It’s thought that newborn babies are afraid of two things: loud noises and falling. Infants express these fears by reacting with a startle — as they age, their fears age with them, growing more sophisticated as their memories develop. Their reactions become more sophisticated too — once they can remember and recognize something unpleasant, babies anticipate and express fear in ways more complex than an immediate reaction. Fear, once clear cut, becomes a little more muddled, a little harder to pinpoint.
Such is the case with the children in The Florida Project (directed by Sean Baker, out now). At first glance, the tiny heroes — Moonee (the delightful Brooklynn Prince), plus her friends and neighbors — seem thrillingly close to fearless. They enter a room they’re not supposed to go in; they take turns spitting on a parked car until it’s visibly soiled. When the owner of the car notices and expresses her outrage, the kids aren’t shaken — she yells, they yell back, with cheer and flourish. Neither are they deterred by being punished, giggling and joking while wiping the windshield clean.
Moonee and her friends live in a purple-colored discount motel in Orlando, the kind of place a honeymooning couple intent on Disney World is horrified to find themselves mistakenly booked at. A charity van hands out loaves of bread in the parking lot, and in the room Moonee lives in with her mother, Halley (Bria Vinaite), the television seems to be on at all times. It’s summertime, viscerally so — the children pass sticky ice-cream cones back and forth, they bounce their backs off concrete walls and crouch over bugs, and when they move, their thin-soled shoes run across pavement so vividly you can practically feel the warmth.

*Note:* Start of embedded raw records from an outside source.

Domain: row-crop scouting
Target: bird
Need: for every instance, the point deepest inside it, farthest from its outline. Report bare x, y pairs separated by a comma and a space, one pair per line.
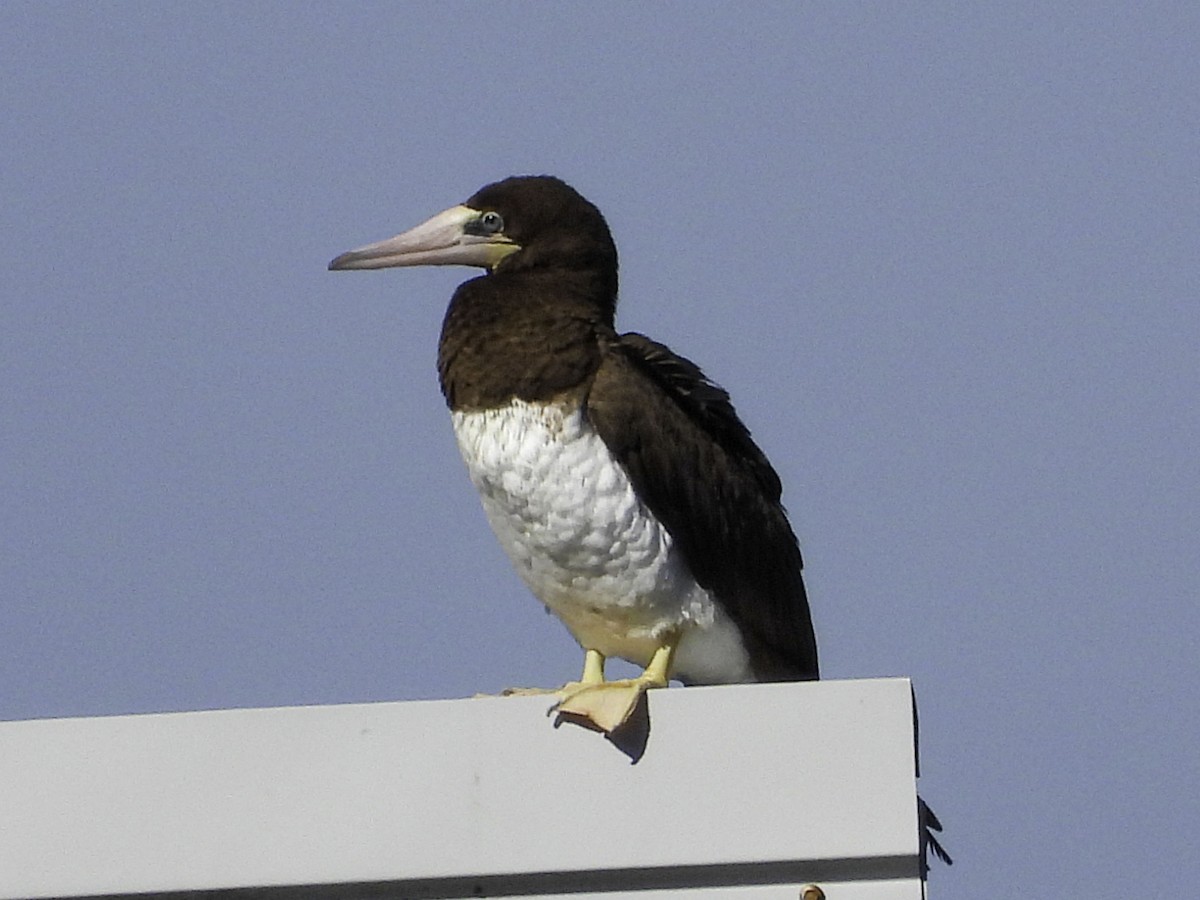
618, 478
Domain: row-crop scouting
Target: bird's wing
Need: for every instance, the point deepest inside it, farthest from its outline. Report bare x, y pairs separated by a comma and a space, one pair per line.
697, 469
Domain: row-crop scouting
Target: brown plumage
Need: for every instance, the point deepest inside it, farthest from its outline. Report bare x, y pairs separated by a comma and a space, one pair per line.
539, 328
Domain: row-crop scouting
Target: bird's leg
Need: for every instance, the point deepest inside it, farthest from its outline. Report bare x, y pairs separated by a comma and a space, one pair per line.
593, 667
593, 673
609, 705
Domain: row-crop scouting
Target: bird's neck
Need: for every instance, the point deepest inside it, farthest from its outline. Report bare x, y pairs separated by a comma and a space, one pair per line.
528, 335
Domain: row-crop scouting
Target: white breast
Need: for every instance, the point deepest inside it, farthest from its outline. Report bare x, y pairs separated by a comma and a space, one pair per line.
567, 515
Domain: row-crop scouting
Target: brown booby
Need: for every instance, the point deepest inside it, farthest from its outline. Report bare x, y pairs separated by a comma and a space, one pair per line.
618, 478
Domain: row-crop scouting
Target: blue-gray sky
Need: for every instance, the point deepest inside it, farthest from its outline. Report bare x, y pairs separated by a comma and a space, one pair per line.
943, 256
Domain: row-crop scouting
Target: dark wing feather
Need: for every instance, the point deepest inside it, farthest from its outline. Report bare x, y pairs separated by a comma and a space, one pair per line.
694, 465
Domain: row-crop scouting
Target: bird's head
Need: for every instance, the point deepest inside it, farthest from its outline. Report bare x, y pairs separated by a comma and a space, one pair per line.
520, 223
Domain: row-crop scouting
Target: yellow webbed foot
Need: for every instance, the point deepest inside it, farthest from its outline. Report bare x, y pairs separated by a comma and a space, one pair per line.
609, 705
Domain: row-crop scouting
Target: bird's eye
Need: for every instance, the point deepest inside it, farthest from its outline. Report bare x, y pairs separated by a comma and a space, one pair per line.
491, 222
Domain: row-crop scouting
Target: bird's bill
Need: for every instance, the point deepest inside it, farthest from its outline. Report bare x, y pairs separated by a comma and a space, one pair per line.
442, 240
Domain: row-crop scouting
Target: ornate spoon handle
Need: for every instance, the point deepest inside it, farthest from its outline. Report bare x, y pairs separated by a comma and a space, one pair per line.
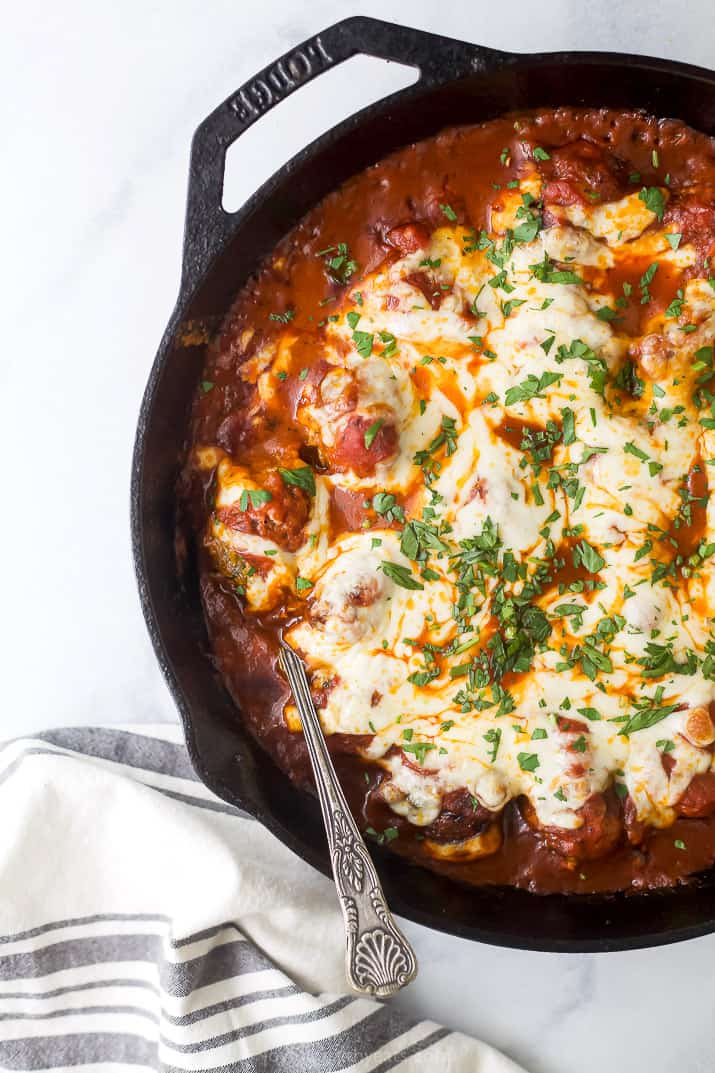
379, 960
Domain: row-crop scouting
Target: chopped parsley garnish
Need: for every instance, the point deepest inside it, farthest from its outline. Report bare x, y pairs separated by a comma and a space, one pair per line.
654, 201
371, 432
339, 265
363, 341
493, 737
285, 318
531, 387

The children in The Florida Project are on the move a lot, almost demonstrating a strain of child-rearing that encourages parents to give their kids the freedom to explore physical spaces unchaperoned and make their own choices. But what’s missing is the intentionality — the parents of Moonee and her friends aren’t absent for abstract purposes like fostering independence (mothers, really — fathers are not mentioned). These parents are absent to make money to survive, or, as in the case of Jancey’s mother, simply absent.
During one supervision-free afternoon, Moonee and her friends Scooty (Christopher Rivera) and Jancey (Valeria Cotto) explore abandoned buildings, encountering adult objects with childlike wonder. Moonee declares one room a party room, where a gathering “with beer!” could happen. Entering another, she pronounces the torn and scattered insulation “ghost poop!” A fireplace gives her a final idea that leads to a particularly final choice, this one having to do with a lighter.
In the next shot, The Florida Project’s children finally outwardly express some fear: Running from the gathering smoke and flames, Moonee cautions her friends to tell no one. A quick-moving fire in an unstable building is just moments behind them — and the kids’ primary fear is how their parents might react. That fear isn’t exactly unfounded, though it doesn’t manifest in the way the children might expect.
When Scooty doesn’t want to join the other motel residents in watching the fire blaze, his mother’s suspicions are raised. She looks right into his eyes and asks if he knows anything about the fire — does he know what could happen to them, if he’s found out? This particular fear is one Scooty isn’t quite conditioned to anticipate, but his mother is: She’s worried about the authorities taking him away from her. This fear has a consequence; Scooty is no longer allowed to play with Moonee, their mothers’ formerly close friendship is dissolved.
The standoff between the mothers comes to a head when Scooty’s mother, Ashley (Mela Murder), says “everyone knows” how Halley’s been making money inside her motel room (as viewers, we can take a reluctant hint when Moonee’s bath is interrupted by a strange man shocked at the child’s presence). It’s this same reason, Halley’s profession, that prompts authorities to eventually question her fitness as a parent. Moonee’s initial reaction to the officials swarming her home isn’t quite fear — it’s confusion, a not-knowing state that at first makes her more suspicious than afraid.
With none of the thrilling freedom of the movie’s earlier moments, Moonee escapes the grown-ups preparing to separate her from her mom, sprinting across the pavement. She knocks on Jancey’s door in tears, unable to get the words out. When the words come, they’re not exacting — fear, once it’s past the infant stage, never is again. Jancey, until now the most timid of Moonee’s friends, squints her eyes with defiance and reacts to Moonee’s fear with immediacy, as if suddenly seeing the world as simply as a baby does. She takes her friend’s hand and the two run once again; this time, chased by something they’re only just learning to fear. Where they end up is quite literally the stuff of fantasy, as recognized by children and adults alike.